W takim razie jak zacząć, żeby się przy tym uszkodzić?
Jak już wspomniałem, tylko wolne ciężary stanowiące bazę twojego treningu. Wszelkie maszyny, wyciągi, atlasy na siłowni nie są dla ciebie. Trening 3x w tygodniu (np. pon-sr-pt). Na każdej serii ten sam zestaw ćwiczeń, bo dla początkującego to najlepsze rozwiązanie. Szybciej opanujesz technikę a do tego pozwolisz na większą progresję ciężarów. Kolejność ćwiczeń zawsze taka sama. Ogólnie jeśli ciężar idzie w przód to nic nie zmieniasz a nawet jeśli to nie samemu z racji na nikłe pojęcie w tematyce. Ludzie za pomocą takich zmian potrafią spierdolić najprostszy plan. Pokaże ci nawet filmiki z poprawną techniką abyś wiedział jak wygląda tego typu trening:
1 cw - przysiad ze sztangą na barkach. nie słuchaj idiotów na siłowni, którzy będą ci mówić że od tego rozpierdolisz sobie kolana. wykonuj przysiad najgłębiej jak potrafisz. ogólnie jest to najważniejsze ćwiczenie w całym treningu ogólnie.

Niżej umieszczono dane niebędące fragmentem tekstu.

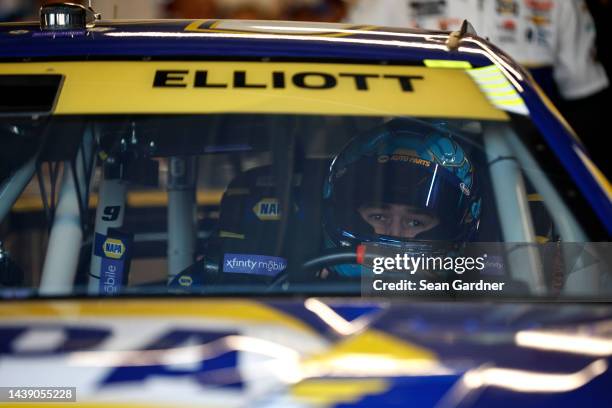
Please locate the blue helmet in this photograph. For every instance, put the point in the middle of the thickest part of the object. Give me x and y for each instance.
(406, 162)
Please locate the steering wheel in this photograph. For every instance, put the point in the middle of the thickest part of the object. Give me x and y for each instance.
(329, 257)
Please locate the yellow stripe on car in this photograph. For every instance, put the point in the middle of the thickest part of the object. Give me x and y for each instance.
(498, 89)
(331, 391)
(123, 87)
(231, 309)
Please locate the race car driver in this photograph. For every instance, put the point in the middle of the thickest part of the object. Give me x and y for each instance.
(407, 184)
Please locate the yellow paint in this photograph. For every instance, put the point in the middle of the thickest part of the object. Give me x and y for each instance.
(120, 87)
(227, 234)
(237, 27)
(235, 310)
(329, 392)
(136, 199)
(447, 64)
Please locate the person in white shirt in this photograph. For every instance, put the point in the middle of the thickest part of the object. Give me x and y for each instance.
(555, 39)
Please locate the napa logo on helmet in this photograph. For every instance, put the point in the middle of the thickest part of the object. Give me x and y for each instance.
(185, 280)
(113, 248)
(267, 209)
(404, 155)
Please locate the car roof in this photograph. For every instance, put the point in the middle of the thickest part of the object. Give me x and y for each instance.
(239, 39)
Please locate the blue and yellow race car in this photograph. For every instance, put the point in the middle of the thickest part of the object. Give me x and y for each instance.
(264, 213)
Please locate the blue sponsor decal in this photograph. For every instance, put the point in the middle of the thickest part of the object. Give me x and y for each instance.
(254, 264)
(111, 276)
(114, 251)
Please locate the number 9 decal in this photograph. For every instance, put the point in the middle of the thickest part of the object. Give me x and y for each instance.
(111, 213)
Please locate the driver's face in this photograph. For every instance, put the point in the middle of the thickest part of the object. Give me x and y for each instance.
(397, 220)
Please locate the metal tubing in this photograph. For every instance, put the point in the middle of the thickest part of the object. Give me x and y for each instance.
(11, 189)
(181, 214)
(513, 209)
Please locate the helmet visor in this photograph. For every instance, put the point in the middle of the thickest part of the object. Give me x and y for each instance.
(420, 187)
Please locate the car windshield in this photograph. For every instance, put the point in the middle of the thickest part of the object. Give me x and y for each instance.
(290, 200)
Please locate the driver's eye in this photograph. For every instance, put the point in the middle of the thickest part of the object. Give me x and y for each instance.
(378, 217)
(414, 223)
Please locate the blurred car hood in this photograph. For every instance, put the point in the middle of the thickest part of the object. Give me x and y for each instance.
(312, 352)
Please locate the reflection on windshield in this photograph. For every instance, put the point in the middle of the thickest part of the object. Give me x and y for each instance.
(295, 204)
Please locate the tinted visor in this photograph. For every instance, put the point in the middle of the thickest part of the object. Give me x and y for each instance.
(401, 180)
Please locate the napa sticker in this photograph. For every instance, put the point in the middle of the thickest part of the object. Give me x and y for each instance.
(114, 265)
(267, 209)
(113, 248)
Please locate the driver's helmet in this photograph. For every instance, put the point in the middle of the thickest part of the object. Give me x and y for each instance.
(404, 162)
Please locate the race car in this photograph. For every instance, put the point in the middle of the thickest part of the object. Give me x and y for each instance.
(266, 213)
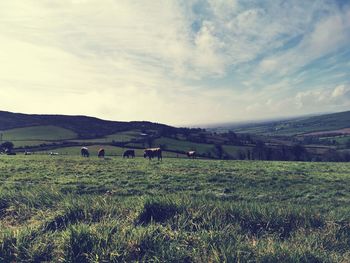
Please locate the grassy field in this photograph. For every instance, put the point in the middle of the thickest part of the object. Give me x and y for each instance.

https://www.youtube.com/watch?v=8nSWKTUw9Gs
2cw - rumuński martwy ciąg (rdl) lub inne podobne, np. dzieńdobry. poniżej masz poprawnie wykonany rdl:
https://www.youtube.com/watch?v=PnBREGM7pE0
3cw - wyciskanie sztangi do klatki na ławce płaskiej. tego chyba nie muszę tłumaczyć, choć jak wspomniałem poprzednio większość ludzi na siłowniach źle wykonuje to ćwiczenia (m. in. brak mostka), stąd też później kontuzje barków. tutaj masz wręcz elementarnie wytłumaczone jak powinno się to robić
https://www.youtube.com/watch?v=_QnwAoesJvQ
4cw - wiosłowanie sztangą w opadzie. masz wiele wersji tego ćwiczenia. trzymając się tej podstawowej, gdzie wykorzystujesz klasyczną sztangę możesz wykonać je nadchwytem, lub podchwytem oraz kombinować z kątem pochylenia, jednak zawsze musisz pamiętać o prostych plecach. z resztą na filmie masz wszystko pokazane
https://www.youtube.com/watch?v=gj7eWXVZBZk
5cw - wyciskanie żołnierskie do klatki stojąc
https://www.youtube.com/watch?v=SAXPJ3PfdyY
6cw - podciąganie na drążku. tutaj masz już wpizdu kombinacji; podciąganie nachwytem, podchwytem, chwyt na szerokości barków, chwyt wąski, młotkowy, chwyt szeroki na plecy. W zależności od rodzaju zaangażujesz inne partie mięśni. Tu nie ma żadnej filozofii. Wykonujesz to na ile pozwala ci twój obecny poziom wytrenowania. Jeśli nie jesteś w stanie podciągnąć się ani razu po paru miesiącach będziesz napierdalał po kilkanaście powtórzeń i to z dodatkowym obciążeniem przy ciele.
To jest cały trening.
Nie podoba mi się ten Twój ciągły ton eksperta i specjalisty od wszystkiego. Nie szanujesz wcale rozmówcy i zawsze stawiasz się na lepszej pozycji. Jeśli odnosisz się tak do wszystkich to ja się nie dziwię, że jeszcze nie zaruchałeś...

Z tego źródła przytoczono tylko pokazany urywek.